When the first crowd of reporters showed up, they pressed us for details. Did we know she was special right off? Did we guess anything of her coming rise to greatness?
How could anyone guess something like that?
Was she kinder, more graceful, more anything, than any of the rest of us?
No, we said. She was the same as us. Not nicer, not meaner, just regular.
Surely her great beauty enraptured us.
No, she wasn't any prettier than anyone else. Her moth-devoured clothes were cinched together just like ours. See here, the tiny threaded knots we learned how to--
What about the legendary fairy godmother? Tell us about that! Did you witness her visits?
Those visits took place at night; we were still working at the factory, or shoveling muck, or maybe, if we were lucky, catching a few precious minutes' sleep.
The reporters didn't hide their disappointment at our inability to shed light on how and why, but we shrugged and pointed them to her stepsisters, now bedecked in the satins and sparkles they'd long understood they deserved. Her stepsisters would give them all the reassurances they sought, how oh yes, they knew from the beginning, just how sweet, just how lovely, just how different she was from all the other girls. Let us tell you how birds would fly to her window and sing their beautiful songs just for her! Her hunger was starker, her dreams more tormented, and her heart purer.
Why her? the reporters asked us. Why her, and not you?
It was random, we said; it could have been anyone. Our neighborhood has enough hungry boys and girls to occupy fifty fairy godmothers.

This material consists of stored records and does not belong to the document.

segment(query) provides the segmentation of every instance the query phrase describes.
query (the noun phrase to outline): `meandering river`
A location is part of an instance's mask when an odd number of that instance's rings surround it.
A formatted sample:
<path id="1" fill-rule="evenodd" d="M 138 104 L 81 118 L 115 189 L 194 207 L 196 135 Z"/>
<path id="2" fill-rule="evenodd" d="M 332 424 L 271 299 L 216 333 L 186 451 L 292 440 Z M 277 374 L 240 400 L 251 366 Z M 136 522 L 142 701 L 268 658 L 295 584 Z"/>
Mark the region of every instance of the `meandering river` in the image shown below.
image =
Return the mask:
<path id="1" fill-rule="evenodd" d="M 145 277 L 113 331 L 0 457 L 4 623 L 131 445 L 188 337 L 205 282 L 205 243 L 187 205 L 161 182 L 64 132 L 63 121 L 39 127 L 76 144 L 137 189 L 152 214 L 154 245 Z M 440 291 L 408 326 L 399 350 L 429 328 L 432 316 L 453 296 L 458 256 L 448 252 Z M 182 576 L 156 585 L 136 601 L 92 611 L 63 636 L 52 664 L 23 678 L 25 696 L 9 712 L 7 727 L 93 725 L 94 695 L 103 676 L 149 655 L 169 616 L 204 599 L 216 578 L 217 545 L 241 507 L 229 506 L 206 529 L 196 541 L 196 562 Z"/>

We didn't tell the reporters that the junior fairy godmothers used to stumble through here sometimes, giggling and shouting out dares to each other, turning rocks into golden balls, or frogs into fountains. None of us knew which of them it was that one night who felt inspired to turn rags into a ballgown, but the whole neighborhood heard their shrieks of mirth and watched in silence as one who could have been any of us was dragged off in a rat-drawn pumpkin.
For weeks the newspapers quoted her fawning sisters and splashed glittering photos across their pages. They called her a natural born princess, different from all of us, the sort of person for whom magic will always find a way.
How does one become the kind of person for whom magic always finds a way? we asked ourselves a few days after her wedding, when globs of pink and gold confetti mixed with shards of once-perfect glass slipper souvenirs floated into our murky runoff ditches.
Like with all the other questions, though, nobody knew the answer.
We did see her once, months later, when she accompanied the engineering corps on a tour of our neighborhood. They thought she'd like to come along, because maybe she had some ideas about how to clean the place up, how to breathe some life into this hapless quarter of the city.
She glanced out the coach's window at us, right as a chance ray of sunlight escaped the roiling clouds and shone on her. For the tiniest piece of a moment her hair and crown burned with sun-flames.
"Well of course," she said, her expression unreadable. "I have loads of ideas."
But the storm clouds tumbled back over and the coach lurched on before we could hear any of them.
How do you feel, the reporters asked later, having had a real live princess visit you?
Lucky, said one of us; and somewhere in the distance, though perhaps it was only thunder, I thought I heard the faintest peals of laughter.